Monday, December 28, 2015

A Father's Love

Tommy was an amazing father to a beautiful daughter, Penelope. Both Tommy and Penelope welcomed me into their lives so graciously and openly and I can never thank them enough for that. Although, Tommy and I only had Penelope part time, when we were all together, we were truly a family. The dynamics in the house would change a little but it was all well worth it because I got to witness something truly magical between those two. Not only did I get to be witness to this miraculous father/daughter loving relationship but I was able to become an active participant.


Here's a fun fact: Before Tommy proposed in Africa, he made sure that it was okay with Penelope who was 4 going on 5 at the time. I remember her asking me the strangest questions the months before our trip to Tanzania. She would randomly ask, "When are you going to marry my daddy?" and "Once you guys get married are you going to have babies?" I thought this kid was just confused. I kept telling her things like, "I really love your daddy but we aren't getting married yet." and "Your dad and I really, really love each other but you just don't go run and get married, it takes time Penelope." Not knowing that he had already told her the plan, I am sure I was confusing her even more. This is just one example of how Penelope was Tommy's world. I have no doubt in my mind that if Penelope had a problem with us marrying, it would not have happened. Thanks for giving your daddy the blessing, Penelope! I love you!!

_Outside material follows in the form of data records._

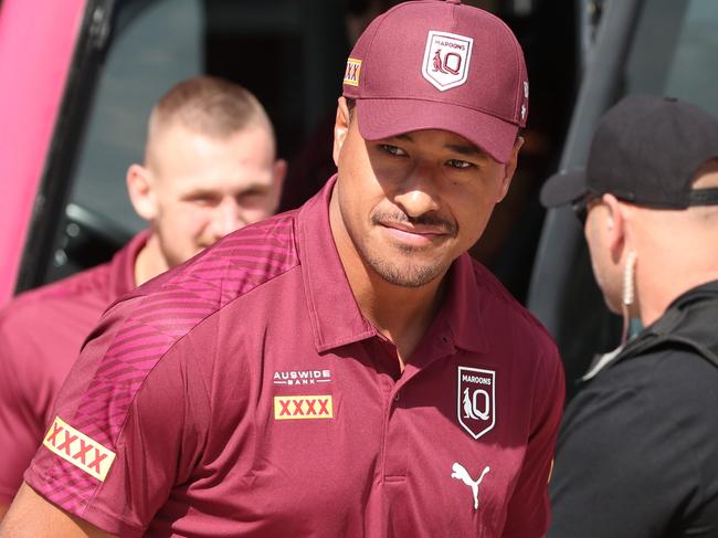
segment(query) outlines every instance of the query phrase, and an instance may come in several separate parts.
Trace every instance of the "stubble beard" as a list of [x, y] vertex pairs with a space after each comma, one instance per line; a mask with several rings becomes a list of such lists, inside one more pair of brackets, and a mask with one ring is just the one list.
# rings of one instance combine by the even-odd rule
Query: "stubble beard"
[[363, 263], [381, 278], [394, 286], [422, 287], [444, 273], [444, 267], [440, 263], [418, 262], [415, 257], [420, 254], [419, 249], [397, 245], [393, 246], [393, 257], [392, 253], [378, 255], [370, 252], [362, 242], [357, 241], [357, 238], [351, 232], [349, 232], [349, 235]]

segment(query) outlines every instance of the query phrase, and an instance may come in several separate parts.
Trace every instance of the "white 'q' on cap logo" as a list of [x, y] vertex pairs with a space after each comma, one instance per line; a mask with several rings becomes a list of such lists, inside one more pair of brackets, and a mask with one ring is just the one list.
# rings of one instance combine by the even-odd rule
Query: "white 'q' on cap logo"
[[468, 78], [473, 44], [472, 38], [431, 30], [421, 74], [441, 92], [461, 86]]

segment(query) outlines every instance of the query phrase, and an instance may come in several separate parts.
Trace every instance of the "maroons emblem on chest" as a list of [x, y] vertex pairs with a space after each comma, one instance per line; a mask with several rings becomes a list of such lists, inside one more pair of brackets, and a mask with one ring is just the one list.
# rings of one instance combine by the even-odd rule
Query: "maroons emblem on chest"
[[474, 439], [494, 429], [496, 423], [496, 372], [458, 367], [456, 391], [458, 423]]

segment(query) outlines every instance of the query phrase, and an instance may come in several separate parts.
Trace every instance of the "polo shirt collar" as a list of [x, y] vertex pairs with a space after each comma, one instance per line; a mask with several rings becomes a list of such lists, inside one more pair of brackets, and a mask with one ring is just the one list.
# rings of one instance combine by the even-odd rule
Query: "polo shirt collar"
[[115, 294], [113, 300], [127, 295], [137, 287], [135, 284], [135, 261], [139, 251], [147, 243], [148, 236], [149, 232], [147, 230], [139, 232], [113, 256], [109, 270], [109, 289]]
[[[336, 180], [335, 175], [303, 205], [297, 218], [302, 277], [318, 352], [378, 335], [357, 305], [331, 234], [329, 200]], [[468, 254], [462, 254], [452, 264], [447, 285], [444, 304], [430, 331], [447, 333], [457, 348], [484, 351], [482, 320], [490, 313], [484, 312], [483, 300], [476, 300], [483, 294]]]

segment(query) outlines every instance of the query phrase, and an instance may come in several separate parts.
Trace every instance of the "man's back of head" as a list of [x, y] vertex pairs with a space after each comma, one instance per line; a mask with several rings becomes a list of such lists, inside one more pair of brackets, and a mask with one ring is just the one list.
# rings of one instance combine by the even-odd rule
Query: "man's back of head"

I do not think it was possible to be a better father than Tommy was to Penelope. Although there was distance between the two households (Penelope's and ours), there was no lack in love. When she was with us, Tommy would teach her how to cook, to tend to the chickens, to garden, to plant her own seeds, to ride her bike, to feel a sense of accomplishment and self-pride in everything she did. As a family, we would go on hikes together, exploring the wonders of the world. From caving to rock climbing, to camping....Tommy taught Penelope a life lesson during each encounter. Even something as small or insignificant as a walk to the park, they would have meaningful conversation and Penelope could not stop telling me about what seemed like an adventure. Tommy had a way with Penelope that made every moment seem precious and priceless and beyond meaningful.
 
 
 
I admittedly have fallen down the rabbit hole of reading some of the comments that were posted on the articles regarding our accident. Knowing how good of a father Tommy was makes me very protective of what is being said about him in the universe. I have been told to not worry what others say, that all that matters is what is true and we as friends, family and loved ones know the truth. To a certain extent, I know that is true. However, a big piece of me is, quite frankly, pissed off about what is being said about Tommy. I have read things that say he was a selfish person and that if he really loved Penelope, he would have never been up there. Others have made comments about how horrible of a father he must have been. It hurts me to my core to read them. I have not revisited these pages; however, I know that negative energy is out in the universe for anyone to read and I HATE that. I hate that I cannot remove those comments. I hate that I cannot protect his name. I hate that someone could actually accuse him of that. He absolutely loved that girl and for anyone to say otherwise...well, that's just absurd. It breaks my heart that I am so helpless in saving his name and protecting his legacy. I would do anything to protect him and his name!
 
 
 
Tommy and Penelope were such a touching part of my life and as much as it hurts for me to start accepting the reality of Tommy being gone, I also have to grieve the relationship that I had with Penelope. One silly, fateful second has completely ripped apart my family. I went from a family of three .... helping to raise this beautiful child....to a 29 year old widow, living alone in a house full of memories of my lost family. One second....and now I am alone. How can the world be this cruel?
 

 
 
Daddy and Alison love you Penelope. Even though we may not be able to be together physically, we are both with you every single day.
 
 
I love you both, Tommy and Peanut, with every ounce of my being.